Facebook explains the main reason behind its global outage

The massive outage that brought down the Facebook platform, associated services (WhatsApp, Instagram, Messenger, and Oculus), its corporate platform and the company’s intranet started through routine maintenance.

According to Vice President of Infrastructure Santosh Janardan, a maintenance order inadvertently shut down the backbone connecting all of the company’s data centers everywhere in the world.

“This outage was caused by the system that manages the capacity of our global backbone network,” Janardan said. The backbone is the network the company created to connect all of our computing facilities together, consisting of tens of thousands of miles of fiber-optic cable that traverses the globe and connects all of our data centers.

These data centers come in different forms. Some are huge buildings with millions of machines that store data and power the heavy computing loads that keep the platforms running, others are smaller facilities that connect the company’s core network to the wider Internet and the people who use the platforms.

When you open a corporate app and upload your feed or messages, the app’s request for data travels from your device to the nearest facility, which then communicates directly over the corporate backbone to a larger data center. This is where the information the app needs is retrieved, processed, and sent back over the network to your phone.
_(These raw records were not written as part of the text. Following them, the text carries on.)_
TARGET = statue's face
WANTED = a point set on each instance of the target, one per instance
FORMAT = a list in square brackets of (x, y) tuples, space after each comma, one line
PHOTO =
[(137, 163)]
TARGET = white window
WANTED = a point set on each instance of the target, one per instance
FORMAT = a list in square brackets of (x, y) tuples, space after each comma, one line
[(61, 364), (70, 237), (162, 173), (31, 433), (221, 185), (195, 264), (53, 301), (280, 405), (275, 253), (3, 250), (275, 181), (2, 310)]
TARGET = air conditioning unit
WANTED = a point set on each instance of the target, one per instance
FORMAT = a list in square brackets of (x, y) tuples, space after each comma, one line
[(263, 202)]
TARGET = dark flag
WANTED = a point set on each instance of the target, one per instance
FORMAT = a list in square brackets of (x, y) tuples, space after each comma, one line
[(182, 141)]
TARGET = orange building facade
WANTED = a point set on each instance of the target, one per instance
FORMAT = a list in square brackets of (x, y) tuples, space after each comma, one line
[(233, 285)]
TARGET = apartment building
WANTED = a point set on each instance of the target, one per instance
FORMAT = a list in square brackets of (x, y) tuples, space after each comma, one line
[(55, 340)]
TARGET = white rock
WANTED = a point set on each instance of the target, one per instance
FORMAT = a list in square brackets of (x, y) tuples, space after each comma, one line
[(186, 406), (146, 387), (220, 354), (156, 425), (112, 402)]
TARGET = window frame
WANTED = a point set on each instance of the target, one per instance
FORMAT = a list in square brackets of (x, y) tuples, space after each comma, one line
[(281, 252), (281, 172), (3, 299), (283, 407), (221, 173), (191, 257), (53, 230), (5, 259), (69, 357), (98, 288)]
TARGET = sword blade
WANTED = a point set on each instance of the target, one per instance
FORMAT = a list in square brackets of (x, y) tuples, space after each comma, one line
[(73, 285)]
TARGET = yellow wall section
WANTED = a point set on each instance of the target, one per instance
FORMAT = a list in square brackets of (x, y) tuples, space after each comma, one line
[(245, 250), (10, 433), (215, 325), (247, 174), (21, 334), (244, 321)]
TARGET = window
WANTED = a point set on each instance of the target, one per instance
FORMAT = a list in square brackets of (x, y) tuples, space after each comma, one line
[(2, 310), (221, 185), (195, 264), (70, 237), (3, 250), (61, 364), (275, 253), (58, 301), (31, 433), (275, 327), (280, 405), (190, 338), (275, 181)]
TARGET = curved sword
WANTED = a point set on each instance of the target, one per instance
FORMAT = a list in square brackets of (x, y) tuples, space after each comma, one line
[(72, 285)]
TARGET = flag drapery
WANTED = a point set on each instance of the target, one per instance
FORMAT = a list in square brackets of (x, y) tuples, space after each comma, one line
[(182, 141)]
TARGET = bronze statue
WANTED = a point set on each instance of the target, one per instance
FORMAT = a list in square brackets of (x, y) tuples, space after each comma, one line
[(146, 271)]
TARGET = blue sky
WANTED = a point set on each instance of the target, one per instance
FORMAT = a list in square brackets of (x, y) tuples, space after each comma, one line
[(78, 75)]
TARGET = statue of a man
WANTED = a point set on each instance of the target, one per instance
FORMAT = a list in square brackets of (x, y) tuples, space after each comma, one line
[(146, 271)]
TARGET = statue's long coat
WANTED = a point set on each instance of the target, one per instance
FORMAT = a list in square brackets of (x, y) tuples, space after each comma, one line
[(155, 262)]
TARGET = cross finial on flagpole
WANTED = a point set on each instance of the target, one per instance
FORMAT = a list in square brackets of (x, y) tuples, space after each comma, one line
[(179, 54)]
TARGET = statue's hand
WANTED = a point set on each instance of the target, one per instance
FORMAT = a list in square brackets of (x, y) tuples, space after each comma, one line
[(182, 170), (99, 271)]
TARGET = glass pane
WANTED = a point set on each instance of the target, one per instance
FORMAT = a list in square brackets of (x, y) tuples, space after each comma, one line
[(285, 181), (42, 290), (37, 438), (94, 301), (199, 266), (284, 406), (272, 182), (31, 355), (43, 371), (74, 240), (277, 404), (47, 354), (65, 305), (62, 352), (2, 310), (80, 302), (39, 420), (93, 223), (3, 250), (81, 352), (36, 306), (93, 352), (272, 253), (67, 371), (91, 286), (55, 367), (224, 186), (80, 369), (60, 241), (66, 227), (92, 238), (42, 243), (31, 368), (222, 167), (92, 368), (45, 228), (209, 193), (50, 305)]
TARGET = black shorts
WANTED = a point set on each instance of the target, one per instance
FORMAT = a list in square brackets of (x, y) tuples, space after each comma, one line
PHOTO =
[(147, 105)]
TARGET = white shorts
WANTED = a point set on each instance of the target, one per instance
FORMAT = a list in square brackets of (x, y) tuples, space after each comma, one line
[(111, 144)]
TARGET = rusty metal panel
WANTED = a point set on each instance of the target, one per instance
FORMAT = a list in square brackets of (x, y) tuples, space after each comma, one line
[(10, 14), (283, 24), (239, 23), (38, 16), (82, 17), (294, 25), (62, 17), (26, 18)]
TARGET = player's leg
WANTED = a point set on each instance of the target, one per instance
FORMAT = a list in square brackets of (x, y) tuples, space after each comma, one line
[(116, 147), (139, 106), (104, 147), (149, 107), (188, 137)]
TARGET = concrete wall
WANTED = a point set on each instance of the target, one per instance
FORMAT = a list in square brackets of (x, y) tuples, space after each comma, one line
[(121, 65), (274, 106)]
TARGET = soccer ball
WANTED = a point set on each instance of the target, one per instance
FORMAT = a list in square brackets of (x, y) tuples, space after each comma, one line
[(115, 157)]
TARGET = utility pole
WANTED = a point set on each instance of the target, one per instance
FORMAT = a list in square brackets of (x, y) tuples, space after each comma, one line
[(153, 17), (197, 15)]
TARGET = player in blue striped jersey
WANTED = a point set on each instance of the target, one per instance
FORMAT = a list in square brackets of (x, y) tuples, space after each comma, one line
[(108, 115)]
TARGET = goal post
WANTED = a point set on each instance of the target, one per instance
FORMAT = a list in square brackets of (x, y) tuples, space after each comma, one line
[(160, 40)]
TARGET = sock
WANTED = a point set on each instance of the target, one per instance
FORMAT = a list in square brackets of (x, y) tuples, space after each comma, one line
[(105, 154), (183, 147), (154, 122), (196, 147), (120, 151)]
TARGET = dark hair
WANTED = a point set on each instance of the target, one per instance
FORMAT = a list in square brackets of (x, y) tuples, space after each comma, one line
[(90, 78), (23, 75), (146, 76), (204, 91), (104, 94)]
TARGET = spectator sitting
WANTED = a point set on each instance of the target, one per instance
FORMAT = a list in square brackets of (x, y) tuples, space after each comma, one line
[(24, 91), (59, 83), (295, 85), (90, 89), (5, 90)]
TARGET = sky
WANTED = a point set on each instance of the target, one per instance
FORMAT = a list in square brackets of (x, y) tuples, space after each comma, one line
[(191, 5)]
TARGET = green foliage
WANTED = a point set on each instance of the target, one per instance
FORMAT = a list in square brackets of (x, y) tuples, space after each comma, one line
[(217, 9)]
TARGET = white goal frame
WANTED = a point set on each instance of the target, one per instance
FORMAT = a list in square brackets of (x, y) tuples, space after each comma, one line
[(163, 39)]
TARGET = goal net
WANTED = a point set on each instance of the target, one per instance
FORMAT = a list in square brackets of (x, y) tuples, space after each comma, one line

Data traffic between all these computing facilities is managed by routers, which determine where to send all incoming and outgoing data.

Facebook engineers often need to be involved in the offline backbone to maintain this infrastructure. This was the source of the interruption.

During one of these routine maintenance jobs, an order was issued to assess the availability of global backbone capacity, which inadvertently cut all connections in the company’s core network, shutting down Facebook’s data centers globally.

Facebook explains the reason for the global shutdown

The company’s systems for auditing orders like this are designed to prevent such errors. But a bug in this checking tool prevented it from stopping the command properly. This change caused a complete disruption of server communications between data centers and the Internet. This complete loss of connectivity caused a second problem with DNS and BGP.

The situation is serious, but the reason you can’t use Facebook is because the DNS and BGP routing information pointing to its servers has suddenly disappeared.

According to Canardan, this issue was a minor issue, as the company’s DNS servers noticed a loss of connectivity to the backbone. It stopped advertising the BGP routing information that helps every computer across the Internet find its servers. The DNS servers were still working. But inaccessible.

A lack of network connections and a loss of DNS left servers cut off for engineers trying to fix the problem. and disable many of the tools they normally use for repair and communication.

point Post However, engineers encountered additional obstacles due to the physical and system security around these critical devices. Once they activated the secure access protocols, they were able to restore the backbone and slowly restore services in gradually increasing loads.

This is part of the reason why some people take longer to access the data again. The power and computing demands of running everything simultaneously may have caused more failures.